Au fil des ans, l’empreinte de Cindy Sherman dans la mode – ou son absence – jauge notre capacité d’autodérision, comme le démontre la série d’images rejetées par Dorothée Bis, alors jugées inappropriées par la marque. Pour bien comprendre la portée de cette exposition, il faut idéalement en voir deux autres, également insérées dans l’hommage de la Flandre à l’artiste James Ensor.
In Your Wildest Dreams – Ensor Beyond Impressionism, qui se tient à quelques pas de là, au musée royal des Beaux-Arts (KMSKA), évoque l’étonnante modernité du peintre du XIXe siècle. Inspiré par Gustave Courbet et Rembrandt, l’artiste rebelle a utilisé le masque pour révéler une certaine hypocrisie latente.

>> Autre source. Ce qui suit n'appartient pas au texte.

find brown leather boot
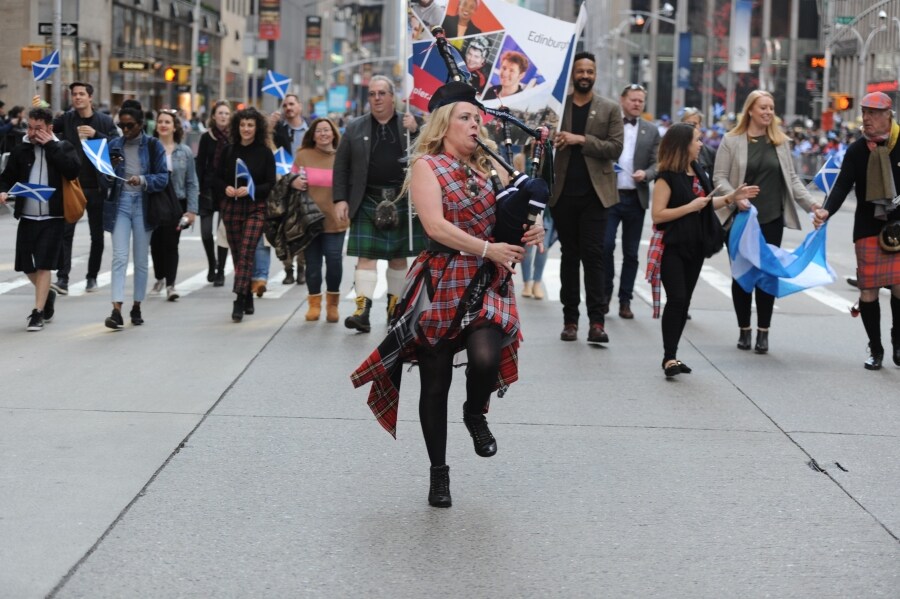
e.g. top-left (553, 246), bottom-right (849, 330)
top-left (325, 291), bottom-right (341, 322)
top-left (306, 293), bottom-right (322, 321)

Pour Ensor comme pour Cindy Sherman, il ne s’agit pas de se cacher derrière un faux-semblant, mais bien de sublimer les stéréotypes d’une société parfois trop embourgeoisée pour oser se regarder honnêtement dans le miroir.
Chez le premier, les protagonistes se transforment en squelettes ridicules (Squelettes voulant se chauffer, 1889) ; chez la seconde, les images pointent du doigt la vacuité de personnages en perpétuelle demande d’attention.
Au musée de la Mode (MOMU), l’exposition Make-Up, sur le rôle du maquillage et du masque, utilise deux œuvres de Sherman pour souligner une obsession de l’apparence qui amplifie les imperfections jusqu’au grotesque.